Research on income instability is particularly timely: the recent U.S. economic crisis has further exposed millions of families to volatile economic situations. Sensitivity to economic fluctuations is particularly acute for those families living on the margins of poverty. Understanding the implications of income instability on family life and children lays the groundwork for more effective federal and state policy making across numerous facets of policy design. Most social policies targeting low-income families are not designed to flexibly accommodate frequent income change. For example, steady employment and earnings are an (implicit) eligibility requirement for several important safety net programs. A job loss not only translates into lost earnings but also to lost benefits from employment-based safety net programs (Aber et al. 2012).

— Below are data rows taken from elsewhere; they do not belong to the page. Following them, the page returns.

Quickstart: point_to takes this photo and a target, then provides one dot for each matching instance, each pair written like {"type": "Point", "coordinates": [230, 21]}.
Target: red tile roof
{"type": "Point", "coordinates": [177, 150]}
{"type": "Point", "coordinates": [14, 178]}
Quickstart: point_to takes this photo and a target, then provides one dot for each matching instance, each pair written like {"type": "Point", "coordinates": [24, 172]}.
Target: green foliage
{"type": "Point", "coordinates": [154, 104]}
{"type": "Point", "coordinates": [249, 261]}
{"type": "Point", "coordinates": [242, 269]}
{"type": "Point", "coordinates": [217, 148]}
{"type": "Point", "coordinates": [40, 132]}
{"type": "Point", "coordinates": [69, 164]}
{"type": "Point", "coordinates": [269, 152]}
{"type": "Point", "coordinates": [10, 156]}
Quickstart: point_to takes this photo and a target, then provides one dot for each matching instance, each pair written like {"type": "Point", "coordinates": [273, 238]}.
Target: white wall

Important directions for future research include opportunities to untangle the causal effects of income level from income change. To do this, studies need frequent measurement of income, detailed and well-validated measures of family life and children’s developmental outcomes, and strategies to leverage exogenous difference that will separately identify income from income instability. One promising example may be experimental studies that were designed to enhance income but, because of the design of the payment structure, may also have increased income instability. Another example is naturally occurring changes in income induced by the economic or policy context: that is, a natural experiment that exploits income instability imposed by the timing of public assistance income or the temporal nature of the institution of particular policies (Gennetian et al. 2013). Given today’s economic reality, the implications of income instability on family life as well as the role that income instability plays in the context of public programs should be actively integrated as critical components of future research on the impacts of income and poverty on family and child well-being.
We also created a measure of interyear income instability comparable to what was constructed for Yeung et al. (2002) using the PSID-CDS, and we similarly found that 20 % of households experienced at least one income change of 30 % or more from year to year.